Ask a generality, why do men support more feminism for their daughters than for their wives?

I think probably, yeah. I find it a bit sad that my husband probably couldn’t wear dresses to play princesses if he wanted, or adore animals in a gentle way, or play with babies, or was told not to cry, or to be a man if he needed support. But I love him as he is. It’s quite abstract for me to understand how that affects boys, I don’t know how different he would be if the world was different, I’m not a man, it’s hard to judge how difficult those things would be, how they feel growing up - like all kids I was wrapped up in my own experiences and didn’t have the maturity to see into the depths of my peers struggles. It’s hard to be active in changing something that happened in the past when you’re just trying to survive in the present, and when your voice is discounted in the discussion because you have the wrong genitals.

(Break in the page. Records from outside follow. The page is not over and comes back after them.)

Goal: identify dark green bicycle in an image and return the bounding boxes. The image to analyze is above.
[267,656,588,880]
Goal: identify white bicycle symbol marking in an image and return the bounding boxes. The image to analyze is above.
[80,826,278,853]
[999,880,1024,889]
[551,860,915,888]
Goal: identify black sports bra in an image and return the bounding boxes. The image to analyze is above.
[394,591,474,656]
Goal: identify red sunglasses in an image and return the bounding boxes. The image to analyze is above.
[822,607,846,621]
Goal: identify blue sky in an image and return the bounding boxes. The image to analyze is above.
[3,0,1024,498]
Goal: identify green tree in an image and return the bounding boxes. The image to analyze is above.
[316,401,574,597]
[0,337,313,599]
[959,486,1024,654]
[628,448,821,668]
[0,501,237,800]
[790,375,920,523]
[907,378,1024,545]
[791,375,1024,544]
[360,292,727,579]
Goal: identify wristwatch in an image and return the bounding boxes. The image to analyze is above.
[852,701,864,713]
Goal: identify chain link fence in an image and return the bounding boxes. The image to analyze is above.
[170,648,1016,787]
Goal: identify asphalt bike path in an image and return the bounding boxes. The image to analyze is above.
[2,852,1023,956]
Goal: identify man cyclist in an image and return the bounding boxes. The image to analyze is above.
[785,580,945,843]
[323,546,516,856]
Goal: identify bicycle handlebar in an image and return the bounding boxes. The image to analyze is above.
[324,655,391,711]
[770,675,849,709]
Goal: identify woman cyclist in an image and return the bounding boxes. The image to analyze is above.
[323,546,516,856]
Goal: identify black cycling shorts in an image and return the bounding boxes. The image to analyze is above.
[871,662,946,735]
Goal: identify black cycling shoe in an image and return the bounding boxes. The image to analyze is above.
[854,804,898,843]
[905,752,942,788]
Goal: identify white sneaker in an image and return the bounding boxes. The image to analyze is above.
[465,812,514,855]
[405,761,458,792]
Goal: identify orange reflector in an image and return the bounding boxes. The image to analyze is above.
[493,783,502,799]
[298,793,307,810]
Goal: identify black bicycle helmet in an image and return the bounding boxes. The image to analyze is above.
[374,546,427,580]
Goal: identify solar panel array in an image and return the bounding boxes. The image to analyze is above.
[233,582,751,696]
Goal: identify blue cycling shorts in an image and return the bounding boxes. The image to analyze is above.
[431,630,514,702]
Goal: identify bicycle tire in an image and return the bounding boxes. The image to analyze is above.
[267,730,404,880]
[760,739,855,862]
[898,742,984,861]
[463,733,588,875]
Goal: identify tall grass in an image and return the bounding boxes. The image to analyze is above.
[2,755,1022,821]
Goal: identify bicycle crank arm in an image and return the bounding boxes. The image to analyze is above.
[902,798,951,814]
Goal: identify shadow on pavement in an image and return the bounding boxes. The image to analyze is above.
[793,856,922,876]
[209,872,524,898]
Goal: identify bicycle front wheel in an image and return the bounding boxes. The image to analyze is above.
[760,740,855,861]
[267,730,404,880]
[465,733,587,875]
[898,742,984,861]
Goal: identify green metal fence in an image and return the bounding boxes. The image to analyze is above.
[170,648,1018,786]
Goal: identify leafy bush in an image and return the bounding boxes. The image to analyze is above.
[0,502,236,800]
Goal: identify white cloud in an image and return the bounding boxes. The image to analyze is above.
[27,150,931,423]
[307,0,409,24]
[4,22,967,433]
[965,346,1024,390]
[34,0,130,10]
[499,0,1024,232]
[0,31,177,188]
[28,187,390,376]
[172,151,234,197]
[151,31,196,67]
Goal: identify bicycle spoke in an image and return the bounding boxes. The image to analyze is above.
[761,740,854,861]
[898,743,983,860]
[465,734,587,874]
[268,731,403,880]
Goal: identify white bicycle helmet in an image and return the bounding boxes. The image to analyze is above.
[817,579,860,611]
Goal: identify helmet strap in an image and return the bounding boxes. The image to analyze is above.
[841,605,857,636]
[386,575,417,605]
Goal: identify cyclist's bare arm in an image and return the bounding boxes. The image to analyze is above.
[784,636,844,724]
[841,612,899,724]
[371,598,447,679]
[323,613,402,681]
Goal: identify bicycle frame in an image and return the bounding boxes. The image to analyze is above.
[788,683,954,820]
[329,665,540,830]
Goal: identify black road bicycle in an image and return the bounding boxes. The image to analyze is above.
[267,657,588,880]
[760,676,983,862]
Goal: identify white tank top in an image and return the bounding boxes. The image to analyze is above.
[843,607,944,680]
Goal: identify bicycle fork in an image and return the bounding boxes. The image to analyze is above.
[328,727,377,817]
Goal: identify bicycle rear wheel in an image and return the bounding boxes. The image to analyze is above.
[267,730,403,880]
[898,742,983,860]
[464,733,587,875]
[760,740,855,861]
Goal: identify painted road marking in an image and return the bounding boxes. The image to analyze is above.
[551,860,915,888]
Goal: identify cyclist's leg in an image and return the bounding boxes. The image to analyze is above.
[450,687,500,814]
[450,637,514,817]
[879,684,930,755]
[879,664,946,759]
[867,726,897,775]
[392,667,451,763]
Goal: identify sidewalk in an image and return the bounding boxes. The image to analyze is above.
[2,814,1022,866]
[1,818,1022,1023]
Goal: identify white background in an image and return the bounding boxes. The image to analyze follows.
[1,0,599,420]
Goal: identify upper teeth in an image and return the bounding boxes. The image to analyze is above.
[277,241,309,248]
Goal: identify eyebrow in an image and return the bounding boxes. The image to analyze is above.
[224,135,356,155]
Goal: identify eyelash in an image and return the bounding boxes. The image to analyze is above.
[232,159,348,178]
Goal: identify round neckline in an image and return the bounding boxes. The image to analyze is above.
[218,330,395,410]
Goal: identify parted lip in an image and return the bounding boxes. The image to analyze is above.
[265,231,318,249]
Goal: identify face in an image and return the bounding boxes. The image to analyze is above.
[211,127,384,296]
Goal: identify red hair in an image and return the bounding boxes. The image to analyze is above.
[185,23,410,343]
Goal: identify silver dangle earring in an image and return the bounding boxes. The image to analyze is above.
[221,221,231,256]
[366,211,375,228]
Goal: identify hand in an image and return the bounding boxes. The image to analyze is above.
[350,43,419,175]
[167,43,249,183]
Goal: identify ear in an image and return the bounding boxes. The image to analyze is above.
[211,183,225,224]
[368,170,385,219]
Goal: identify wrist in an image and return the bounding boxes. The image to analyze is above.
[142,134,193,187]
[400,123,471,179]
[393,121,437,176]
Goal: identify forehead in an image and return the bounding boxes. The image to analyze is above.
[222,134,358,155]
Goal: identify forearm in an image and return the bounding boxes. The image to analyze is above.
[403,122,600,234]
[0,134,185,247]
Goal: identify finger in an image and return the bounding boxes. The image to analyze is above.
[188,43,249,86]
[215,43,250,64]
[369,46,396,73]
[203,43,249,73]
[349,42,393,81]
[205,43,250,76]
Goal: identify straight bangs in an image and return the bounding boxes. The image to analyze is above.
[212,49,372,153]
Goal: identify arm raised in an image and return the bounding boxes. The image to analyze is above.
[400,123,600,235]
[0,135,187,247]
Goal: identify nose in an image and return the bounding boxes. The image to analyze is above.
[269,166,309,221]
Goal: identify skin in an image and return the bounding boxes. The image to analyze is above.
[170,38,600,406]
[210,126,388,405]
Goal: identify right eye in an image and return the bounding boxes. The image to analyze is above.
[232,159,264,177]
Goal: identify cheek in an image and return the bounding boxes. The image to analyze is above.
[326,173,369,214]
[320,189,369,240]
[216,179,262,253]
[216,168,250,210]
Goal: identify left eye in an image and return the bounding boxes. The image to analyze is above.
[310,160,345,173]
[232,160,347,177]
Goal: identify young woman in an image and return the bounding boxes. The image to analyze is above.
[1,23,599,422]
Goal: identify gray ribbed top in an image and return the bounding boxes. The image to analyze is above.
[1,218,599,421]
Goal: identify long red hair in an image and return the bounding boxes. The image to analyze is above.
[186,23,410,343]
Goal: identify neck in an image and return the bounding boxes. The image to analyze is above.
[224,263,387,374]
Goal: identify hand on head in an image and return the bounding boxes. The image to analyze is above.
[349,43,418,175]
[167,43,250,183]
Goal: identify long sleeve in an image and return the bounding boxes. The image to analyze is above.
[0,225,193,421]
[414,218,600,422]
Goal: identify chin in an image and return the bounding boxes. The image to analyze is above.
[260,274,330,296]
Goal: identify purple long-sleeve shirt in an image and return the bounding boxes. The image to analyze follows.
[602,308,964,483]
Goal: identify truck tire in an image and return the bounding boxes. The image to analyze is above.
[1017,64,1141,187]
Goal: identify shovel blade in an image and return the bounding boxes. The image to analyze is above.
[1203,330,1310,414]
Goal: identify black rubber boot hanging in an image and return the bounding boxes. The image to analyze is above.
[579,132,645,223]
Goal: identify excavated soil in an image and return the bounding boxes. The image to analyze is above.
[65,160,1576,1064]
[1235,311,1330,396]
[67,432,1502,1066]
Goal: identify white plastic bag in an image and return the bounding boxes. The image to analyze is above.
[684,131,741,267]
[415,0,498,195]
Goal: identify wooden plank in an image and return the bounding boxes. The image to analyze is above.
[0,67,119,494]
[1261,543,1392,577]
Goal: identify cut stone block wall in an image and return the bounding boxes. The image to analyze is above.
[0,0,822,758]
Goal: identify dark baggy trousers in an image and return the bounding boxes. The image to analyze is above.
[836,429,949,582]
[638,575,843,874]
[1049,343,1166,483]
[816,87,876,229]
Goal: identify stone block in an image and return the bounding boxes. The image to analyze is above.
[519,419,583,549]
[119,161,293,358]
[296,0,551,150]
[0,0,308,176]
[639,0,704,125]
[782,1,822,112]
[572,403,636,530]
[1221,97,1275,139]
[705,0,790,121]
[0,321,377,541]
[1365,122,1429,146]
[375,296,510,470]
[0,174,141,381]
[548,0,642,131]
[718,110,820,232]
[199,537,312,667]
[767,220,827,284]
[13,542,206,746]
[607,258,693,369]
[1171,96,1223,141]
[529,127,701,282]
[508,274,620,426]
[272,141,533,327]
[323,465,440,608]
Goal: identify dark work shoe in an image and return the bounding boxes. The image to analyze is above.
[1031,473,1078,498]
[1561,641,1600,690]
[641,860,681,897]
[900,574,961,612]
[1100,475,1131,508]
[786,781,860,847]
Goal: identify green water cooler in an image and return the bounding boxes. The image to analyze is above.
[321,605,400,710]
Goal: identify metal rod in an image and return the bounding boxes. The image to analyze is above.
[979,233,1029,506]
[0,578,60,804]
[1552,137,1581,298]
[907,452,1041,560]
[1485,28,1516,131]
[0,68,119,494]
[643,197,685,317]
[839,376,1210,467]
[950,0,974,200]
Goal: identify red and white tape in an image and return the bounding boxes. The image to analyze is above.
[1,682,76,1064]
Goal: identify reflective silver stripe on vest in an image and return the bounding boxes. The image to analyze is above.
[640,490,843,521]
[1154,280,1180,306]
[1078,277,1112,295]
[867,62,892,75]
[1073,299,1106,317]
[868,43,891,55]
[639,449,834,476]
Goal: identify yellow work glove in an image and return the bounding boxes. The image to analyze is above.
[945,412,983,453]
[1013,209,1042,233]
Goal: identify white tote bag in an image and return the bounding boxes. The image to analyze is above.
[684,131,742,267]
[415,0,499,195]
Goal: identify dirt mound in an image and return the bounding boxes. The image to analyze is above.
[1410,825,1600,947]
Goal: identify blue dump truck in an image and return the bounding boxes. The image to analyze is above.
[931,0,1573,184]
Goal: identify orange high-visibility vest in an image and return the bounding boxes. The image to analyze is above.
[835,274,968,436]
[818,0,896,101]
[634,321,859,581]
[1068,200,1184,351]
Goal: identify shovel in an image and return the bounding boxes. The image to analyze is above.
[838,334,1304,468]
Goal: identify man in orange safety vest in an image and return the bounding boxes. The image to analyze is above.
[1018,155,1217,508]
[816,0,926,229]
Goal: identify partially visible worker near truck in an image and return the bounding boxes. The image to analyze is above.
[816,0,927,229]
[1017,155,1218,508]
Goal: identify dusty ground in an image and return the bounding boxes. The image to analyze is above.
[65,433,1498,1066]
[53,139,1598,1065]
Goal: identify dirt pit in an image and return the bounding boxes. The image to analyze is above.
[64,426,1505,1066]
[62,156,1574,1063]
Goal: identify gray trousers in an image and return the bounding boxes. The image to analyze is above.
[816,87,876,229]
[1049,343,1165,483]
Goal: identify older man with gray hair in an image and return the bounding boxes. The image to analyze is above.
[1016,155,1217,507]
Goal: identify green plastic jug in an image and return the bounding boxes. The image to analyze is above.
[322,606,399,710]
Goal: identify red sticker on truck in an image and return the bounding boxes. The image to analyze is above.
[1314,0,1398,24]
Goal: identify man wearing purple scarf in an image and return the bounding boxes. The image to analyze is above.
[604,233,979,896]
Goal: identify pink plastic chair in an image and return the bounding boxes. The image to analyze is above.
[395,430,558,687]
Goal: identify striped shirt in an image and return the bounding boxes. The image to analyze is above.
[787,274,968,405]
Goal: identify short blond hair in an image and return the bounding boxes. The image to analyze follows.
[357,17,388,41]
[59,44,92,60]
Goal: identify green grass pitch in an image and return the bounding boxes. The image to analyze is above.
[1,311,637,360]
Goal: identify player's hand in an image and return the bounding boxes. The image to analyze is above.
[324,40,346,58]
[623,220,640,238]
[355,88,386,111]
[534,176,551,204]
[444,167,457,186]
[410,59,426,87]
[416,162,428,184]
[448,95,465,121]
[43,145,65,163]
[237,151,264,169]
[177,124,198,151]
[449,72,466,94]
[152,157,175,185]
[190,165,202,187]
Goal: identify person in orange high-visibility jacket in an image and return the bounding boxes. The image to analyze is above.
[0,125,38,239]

But when you have a kid, they are your world. You aren’t trying to survive anymore, you are trying to get them to survive. You see this innocent child, free of any societal pressure, just being themselves, and you watch the world mould them, change them, sometimes in ways that aren’t fair or aren’t right. And it’s your kid. And it makes you angry. And suddenly you have a voice that counts, because you must speak for them. Suddenly the opposite genders struggle is your struggle too. You’re invested, involved, it directly affects you, and you now have the power and drive to do something about it. It’s the difference between hearing a sad story and being directly involved - one is much more traumatic and one you work harder to fix than the other.

Tldr; people are a little bit lazy but essentially good and don’t really have the drive or power necessary to try effect a hard social change until it actually happens to them.